A view of the Dubai Financial Market (DFM)
A view of the Dubai Financial Market (DFM). DFM General Index climbed 2.5% in the morning. Image Credit: Virendra Saklani/Gulf News Archives

Dubai: UAE indices started the week on a bright note, rising amid hopes of an easing COVID-19 pandemic, gradual reopening of shut economies and reports of an antiviral proving effective.

Dubai Financial Market (DFM) index rose 2.9 per cent at 1,914 points, while Abu Dhabi Securities Exchange (ADX) rose 2.8 per cent to 4,083 points.

The index in Dubai rallied 1.6 per cent last week, while the Abu Dhabi benchmark dropped 3.5 per cent. However, in the year so far, DFM is still down 32.7 per cent and the ADX is down 22 per cent.

The move higher comes as its peer stock markets in the US, and elsewhere in the world, rally as investors take in encouraging signs of a seemingly successful battle against COVID-19, a pandemic that has caused over 160,000 deaths so far.

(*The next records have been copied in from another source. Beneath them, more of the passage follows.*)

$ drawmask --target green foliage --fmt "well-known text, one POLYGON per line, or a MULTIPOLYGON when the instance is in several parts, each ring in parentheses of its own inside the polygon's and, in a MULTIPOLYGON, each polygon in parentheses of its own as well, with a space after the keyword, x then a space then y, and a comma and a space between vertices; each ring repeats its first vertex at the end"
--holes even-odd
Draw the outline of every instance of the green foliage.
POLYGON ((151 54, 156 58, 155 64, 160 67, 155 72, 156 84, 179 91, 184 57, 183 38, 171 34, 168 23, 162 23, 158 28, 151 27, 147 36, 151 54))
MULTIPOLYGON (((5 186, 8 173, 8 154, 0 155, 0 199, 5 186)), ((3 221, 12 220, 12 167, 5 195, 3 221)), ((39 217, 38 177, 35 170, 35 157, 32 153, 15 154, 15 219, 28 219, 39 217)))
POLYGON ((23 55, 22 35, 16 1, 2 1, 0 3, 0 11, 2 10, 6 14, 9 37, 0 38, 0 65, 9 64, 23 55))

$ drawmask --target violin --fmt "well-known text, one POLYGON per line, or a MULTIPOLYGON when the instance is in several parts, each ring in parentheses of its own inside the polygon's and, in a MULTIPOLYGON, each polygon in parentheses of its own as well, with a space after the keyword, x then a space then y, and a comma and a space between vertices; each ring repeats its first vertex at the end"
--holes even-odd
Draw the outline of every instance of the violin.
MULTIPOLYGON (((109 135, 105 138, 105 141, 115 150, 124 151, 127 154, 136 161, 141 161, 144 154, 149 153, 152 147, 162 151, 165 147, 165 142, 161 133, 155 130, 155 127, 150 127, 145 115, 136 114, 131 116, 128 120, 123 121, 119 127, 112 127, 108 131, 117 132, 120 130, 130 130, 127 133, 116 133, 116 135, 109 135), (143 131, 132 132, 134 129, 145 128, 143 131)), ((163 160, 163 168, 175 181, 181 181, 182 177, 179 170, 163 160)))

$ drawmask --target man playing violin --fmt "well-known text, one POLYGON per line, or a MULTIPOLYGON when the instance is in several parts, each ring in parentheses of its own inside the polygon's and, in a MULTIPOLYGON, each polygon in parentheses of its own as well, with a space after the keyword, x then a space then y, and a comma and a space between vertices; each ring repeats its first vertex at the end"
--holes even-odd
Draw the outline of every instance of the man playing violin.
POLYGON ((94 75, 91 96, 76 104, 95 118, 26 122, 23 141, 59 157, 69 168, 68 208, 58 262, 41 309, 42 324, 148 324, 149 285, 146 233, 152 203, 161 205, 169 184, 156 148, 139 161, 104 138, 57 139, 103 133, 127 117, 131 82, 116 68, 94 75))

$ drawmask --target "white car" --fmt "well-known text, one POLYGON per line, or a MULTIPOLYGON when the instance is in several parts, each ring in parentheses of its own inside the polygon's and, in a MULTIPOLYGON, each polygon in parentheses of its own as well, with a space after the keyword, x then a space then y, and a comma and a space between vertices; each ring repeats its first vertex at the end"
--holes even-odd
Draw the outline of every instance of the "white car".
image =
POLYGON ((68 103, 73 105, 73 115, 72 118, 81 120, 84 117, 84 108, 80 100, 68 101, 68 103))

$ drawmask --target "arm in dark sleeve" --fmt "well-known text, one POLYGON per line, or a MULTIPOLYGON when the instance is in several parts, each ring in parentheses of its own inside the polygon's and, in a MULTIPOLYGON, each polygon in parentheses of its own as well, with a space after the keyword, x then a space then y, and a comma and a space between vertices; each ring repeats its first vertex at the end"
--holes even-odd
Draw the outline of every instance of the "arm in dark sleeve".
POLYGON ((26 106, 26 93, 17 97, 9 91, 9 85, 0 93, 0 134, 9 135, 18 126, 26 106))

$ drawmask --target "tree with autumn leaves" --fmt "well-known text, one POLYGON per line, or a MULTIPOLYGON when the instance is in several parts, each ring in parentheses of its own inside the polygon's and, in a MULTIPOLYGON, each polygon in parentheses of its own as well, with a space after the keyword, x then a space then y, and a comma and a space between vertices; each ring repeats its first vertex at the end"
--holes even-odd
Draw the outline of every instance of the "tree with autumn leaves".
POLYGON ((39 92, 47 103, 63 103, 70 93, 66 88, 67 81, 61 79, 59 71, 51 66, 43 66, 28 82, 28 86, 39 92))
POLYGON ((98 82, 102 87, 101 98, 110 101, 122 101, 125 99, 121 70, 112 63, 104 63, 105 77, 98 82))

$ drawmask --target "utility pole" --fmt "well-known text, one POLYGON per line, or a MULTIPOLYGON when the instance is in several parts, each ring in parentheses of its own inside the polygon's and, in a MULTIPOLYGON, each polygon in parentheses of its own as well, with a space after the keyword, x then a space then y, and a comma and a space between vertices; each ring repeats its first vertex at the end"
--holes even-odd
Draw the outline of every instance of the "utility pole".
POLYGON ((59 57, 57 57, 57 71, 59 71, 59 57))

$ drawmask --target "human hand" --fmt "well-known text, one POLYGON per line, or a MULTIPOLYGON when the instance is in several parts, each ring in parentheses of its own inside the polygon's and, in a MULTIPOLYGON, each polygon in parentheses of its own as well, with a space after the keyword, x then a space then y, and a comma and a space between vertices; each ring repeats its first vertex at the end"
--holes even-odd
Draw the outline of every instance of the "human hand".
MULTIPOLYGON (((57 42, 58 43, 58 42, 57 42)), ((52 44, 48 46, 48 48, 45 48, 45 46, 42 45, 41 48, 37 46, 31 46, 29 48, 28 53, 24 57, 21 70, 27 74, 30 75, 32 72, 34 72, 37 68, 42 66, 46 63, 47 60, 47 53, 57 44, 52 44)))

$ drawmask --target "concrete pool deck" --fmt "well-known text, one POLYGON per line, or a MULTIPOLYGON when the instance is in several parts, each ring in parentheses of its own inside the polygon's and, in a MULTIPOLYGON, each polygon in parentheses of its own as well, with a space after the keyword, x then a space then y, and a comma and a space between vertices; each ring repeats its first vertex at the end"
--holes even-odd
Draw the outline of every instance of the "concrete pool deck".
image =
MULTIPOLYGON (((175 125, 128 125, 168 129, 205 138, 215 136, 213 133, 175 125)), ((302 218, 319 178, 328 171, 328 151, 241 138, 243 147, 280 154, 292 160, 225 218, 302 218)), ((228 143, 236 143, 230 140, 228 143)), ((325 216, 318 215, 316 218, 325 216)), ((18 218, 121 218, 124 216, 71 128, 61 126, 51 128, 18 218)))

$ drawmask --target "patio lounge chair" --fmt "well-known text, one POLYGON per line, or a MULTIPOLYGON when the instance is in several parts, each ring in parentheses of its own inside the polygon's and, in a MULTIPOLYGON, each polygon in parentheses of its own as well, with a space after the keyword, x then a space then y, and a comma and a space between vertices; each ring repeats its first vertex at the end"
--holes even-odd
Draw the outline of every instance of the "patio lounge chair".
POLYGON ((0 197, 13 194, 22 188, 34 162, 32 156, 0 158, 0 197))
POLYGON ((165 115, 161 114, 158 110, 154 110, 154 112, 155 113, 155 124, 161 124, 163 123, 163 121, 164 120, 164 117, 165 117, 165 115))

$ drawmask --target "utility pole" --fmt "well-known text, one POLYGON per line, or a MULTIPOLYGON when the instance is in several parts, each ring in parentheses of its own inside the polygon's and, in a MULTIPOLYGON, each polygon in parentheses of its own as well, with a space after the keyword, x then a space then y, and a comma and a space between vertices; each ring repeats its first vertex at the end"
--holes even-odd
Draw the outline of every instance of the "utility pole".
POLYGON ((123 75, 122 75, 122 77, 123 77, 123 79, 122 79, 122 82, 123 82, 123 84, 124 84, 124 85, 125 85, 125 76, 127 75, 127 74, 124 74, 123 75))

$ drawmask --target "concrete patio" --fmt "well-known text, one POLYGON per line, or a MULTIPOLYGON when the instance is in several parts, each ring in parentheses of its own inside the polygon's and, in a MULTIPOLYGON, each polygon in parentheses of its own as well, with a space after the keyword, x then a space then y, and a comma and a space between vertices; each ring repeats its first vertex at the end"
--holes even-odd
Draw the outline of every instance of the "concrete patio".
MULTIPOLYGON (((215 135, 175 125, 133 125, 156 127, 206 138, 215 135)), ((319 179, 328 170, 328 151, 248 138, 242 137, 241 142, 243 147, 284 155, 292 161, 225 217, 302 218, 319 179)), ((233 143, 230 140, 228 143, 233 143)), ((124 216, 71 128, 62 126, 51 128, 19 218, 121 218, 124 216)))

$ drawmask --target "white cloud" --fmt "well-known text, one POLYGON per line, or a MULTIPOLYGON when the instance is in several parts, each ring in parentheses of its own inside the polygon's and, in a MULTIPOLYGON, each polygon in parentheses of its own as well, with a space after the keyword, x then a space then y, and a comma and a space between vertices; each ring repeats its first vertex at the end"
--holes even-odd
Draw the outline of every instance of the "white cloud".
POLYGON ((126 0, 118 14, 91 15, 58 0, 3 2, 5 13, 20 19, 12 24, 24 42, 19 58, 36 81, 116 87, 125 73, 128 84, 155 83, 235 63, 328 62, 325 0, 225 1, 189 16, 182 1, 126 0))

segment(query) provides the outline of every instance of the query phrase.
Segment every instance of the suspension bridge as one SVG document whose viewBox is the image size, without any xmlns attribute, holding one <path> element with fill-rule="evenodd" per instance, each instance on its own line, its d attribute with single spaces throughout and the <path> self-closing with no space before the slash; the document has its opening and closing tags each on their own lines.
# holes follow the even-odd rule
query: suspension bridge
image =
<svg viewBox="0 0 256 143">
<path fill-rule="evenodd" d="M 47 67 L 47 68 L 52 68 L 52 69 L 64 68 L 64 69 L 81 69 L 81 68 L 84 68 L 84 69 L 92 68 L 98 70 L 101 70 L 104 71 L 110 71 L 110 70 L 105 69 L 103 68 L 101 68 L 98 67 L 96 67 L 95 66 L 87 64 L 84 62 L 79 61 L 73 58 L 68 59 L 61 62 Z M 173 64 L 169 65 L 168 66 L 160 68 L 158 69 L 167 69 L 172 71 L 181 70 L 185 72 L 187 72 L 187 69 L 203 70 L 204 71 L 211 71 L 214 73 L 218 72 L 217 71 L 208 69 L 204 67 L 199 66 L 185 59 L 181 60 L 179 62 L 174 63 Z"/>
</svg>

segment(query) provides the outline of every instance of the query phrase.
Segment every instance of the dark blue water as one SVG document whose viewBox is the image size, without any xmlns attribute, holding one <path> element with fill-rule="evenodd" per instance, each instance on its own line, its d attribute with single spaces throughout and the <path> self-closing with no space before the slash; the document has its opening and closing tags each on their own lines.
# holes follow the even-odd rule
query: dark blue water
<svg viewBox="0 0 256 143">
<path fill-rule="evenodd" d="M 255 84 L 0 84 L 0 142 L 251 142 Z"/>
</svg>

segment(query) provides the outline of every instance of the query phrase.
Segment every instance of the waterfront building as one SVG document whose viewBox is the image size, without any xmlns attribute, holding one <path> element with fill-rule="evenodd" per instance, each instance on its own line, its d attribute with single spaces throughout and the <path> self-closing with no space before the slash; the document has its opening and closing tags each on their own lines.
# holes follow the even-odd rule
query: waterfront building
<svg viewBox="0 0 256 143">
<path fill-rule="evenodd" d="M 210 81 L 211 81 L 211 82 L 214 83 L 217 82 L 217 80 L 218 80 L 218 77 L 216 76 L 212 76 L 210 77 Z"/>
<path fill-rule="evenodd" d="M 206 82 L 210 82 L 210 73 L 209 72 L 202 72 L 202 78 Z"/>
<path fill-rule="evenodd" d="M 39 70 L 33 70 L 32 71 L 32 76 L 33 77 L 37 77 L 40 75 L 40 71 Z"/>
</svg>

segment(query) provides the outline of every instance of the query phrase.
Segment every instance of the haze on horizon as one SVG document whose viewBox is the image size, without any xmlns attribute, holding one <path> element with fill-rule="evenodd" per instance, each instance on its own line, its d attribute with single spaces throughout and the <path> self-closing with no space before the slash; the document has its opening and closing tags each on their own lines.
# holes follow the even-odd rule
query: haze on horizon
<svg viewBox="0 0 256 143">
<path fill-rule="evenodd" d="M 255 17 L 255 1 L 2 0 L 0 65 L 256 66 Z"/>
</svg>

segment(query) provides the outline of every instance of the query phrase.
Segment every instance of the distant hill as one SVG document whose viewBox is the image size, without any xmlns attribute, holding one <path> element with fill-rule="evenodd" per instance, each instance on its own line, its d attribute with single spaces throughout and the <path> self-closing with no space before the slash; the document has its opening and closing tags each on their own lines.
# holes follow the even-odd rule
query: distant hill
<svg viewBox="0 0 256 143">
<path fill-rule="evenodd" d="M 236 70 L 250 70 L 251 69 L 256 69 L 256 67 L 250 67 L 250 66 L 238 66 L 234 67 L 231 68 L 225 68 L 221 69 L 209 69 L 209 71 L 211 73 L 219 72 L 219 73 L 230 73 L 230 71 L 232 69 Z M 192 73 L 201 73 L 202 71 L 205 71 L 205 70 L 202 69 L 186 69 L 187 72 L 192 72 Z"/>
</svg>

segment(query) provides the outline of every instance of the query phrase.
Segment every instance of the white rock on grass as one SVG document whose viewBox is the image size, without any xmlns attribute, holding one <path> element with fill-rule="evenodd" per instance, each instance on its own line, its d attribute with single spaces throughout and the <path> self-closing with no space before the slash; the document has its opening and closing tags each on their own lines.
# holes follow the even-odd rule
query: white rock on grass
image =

“The stock market rally could be here to stay as Wall Street becomes cautiously optimistic a treatment for the coronavirus is nearing,” wrote Ed Moya, a market analyst with OANDA.

With growing evidence of the pandemic peaking in certain global virus hotspots, a vaccine – or at least an effective therapy – has now become the top focus for the market to have a shot at clawing back more of the historic decline and one day reclaim a new high.

An antiviral drug, Remdesivir, made by US biopharmaceutical giant Gilead Science, has reportedly showed promising results against the virus. Patients are widely showing “rapid recoveries in fever and respiratory symptoms”, the company revealed over the weekend.

“Optimism is high that Remdesivir could become the first approved treatment against COVID-19,” Moya added.

After global stock markets nose-dived earlier this year on the alarming spread of a pandemic worldwide, they have been rebounding since late March, as investors have routinely looked past evidence of the damage caused by stay-at-home orders and business shutdowns, and instead focused on hopes for an eventual recovery.